Do you reproduce with other words that would not start / end with the same letter?

lissyx on 2 Jun 2020

./deepspeech --model deepspeech-0.7.0-models.tflite --scorer deepspeech-0.7.0-models.scorer --audio ../../test_data/en-US_testing/pcm_general_ckohls_american_accent/withagc/1583528025758_but_as_the_name_of_the_russian_president.wav --json --beam_width 512 TensorFlow: v1.15.0-24-gceb46aa DeepSpeech: v0.7.0-0-g3fbbca2 INFO: Initialized TensorFlow Lite runtime. audio_format=1 num_channels=1 sample_rate=16000 (desired=16000) bits_per_sample=16 res.buffer_size=96000 { "metadata":{"confidence":-44.8398},"words":[{"word":"**what**","time":**0.54**,"duration":0.12},{"word":"is","time":0.68,"duration":0.1},{"word":"the","time":0.8,"duration":0.08},{"word":"name","time":0.92,"duration":0.16},{"word":"of","time":1.1,"duration":0.12},{"word":"the","time":1.24,"duration":0.0999999},{"word":"russian","time":1.38,"duration":0.32},{"word":"president","time":1.8,"duration":0.4}], "alternatives":[ {"metadata":{"confidence":-37.1093},"words":[{"word":"what","time":0.54,"duration":0.12},{"word":"is","time":0.68,"duration":0.1},{"word":"the","time":0.8,"duration":0.08},{"word":"name","time":0.92,"duration":0.16},{"word":"of","time":1.1,"duration":0.12},{"word":"the","time":1.24,"duration":0.0999999},{"word":"russian","time":1.38,"duration":0.32},{"word":"resident","time":1.8,"duration":0.4}]}, {"metadata":{"confidence":-38.2863},"words":[{"word":"what","time":0.54,"duration":0.12},{"word":"is","time":0.68,"duration":0.1},{"word":"the","time":0.8,"duration":0.08},{"word":"name","time":0.92,"duration":0.16},{"word":"of","time":1.1,"duration":0.12},{"word":"the","time":1.24,"duration":0.0999999},{"word":"russian","time":1.38,"duration":0.32},{"word":"present","time":1.8,"duration":0.42}]} ] }

In this example also, for the first word 'what' the start_time is 0.54 ms, that is the time step where the letter 'w' ends. Ideally the start time of the word 'what' is 0.47 ms, where the letter w starts.
Please find the sample file at https://drive.google.com/drive/folders/1oYwmXVswgJUpfZDHu8r1GDJmSUjaMkfB?usp=sharing

cnair-83 on 2 Jun 2020

In this example also, for the first word 'what' the start_time is 0.54 ms, that is the time step where the letter 'w' ends. Ideally the start time of the word 'what' is 0.47 ms, where the letter w starts.
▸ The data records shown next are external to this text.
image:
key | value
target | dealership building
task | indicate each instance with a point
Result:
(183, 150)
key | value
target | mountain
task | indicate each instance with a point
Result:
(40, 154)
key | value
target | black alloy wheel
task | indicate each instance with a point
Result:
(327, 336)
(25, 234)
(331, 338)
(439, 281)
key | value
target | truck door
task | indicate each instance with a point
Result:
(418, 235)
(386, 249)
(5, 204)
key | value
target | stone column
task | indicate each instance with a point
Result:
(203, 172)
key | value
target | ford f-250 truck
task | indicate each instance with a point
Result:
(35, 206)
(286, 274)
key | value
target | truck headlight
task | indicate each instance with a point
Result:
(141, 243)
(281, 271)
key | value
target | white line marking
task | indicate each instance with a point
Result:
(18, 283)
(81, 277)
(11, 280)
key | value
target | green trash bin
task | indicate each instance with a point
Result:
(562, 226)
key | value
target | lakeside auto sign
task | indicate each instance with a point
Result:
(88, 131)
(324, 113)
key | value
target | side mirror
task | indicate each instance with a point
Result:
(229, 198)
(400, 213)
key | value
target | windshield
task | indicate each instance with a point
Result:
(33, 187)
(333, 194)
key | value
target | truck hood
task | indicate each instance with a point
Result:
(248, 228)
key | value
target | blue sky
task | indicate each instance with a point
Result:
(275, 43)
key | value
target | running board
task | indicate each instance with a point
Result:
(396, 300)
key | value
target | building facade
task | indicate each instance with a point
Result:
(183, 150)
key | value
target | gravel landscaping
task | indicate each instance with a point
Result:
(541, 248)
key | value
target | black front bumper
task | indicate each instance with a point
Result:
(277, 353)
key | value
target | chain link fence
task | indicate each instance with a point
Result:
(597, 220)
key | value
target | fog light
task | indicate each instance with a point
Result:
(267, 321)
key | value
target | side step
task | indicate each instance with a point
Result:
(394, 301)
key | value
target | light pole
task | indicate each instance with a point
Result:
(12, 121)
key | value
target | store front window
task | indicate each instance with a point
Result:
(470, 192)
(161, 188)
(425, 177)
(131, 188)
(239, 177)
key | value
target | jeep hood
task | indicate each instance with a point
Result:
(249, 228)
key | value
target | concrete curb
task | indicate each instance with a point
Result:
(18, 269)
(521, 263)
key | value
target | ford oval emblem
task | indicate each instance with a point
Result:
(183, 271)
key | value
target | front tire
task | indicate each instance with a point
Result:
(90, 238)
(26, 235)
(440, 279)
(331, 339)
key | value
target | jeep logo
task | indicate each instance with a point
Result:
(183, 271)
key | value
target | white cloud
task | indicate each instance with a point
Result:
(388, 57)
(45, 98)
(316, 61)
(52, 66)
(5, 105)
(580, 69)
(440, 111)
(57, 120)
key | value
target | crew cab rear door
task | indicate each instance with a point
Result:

I think I remember discussions around that specifically when the feature was landed and we had to find a middle ground that works for any language. @reuben might be able to shed more light, since he was reviewing that code :/

lissyx on 2 Jun 2020

I don't remember any specific choice of first vs last letter being decided on, or even coded. I think what you're seeing is just a coincidence. If you can figure out a better way to capture the timings, PRs are welcome. But the first task would be to collect a diverse set of audios as a test set to show that your changes don't regress timings too badly on files that aren't your own.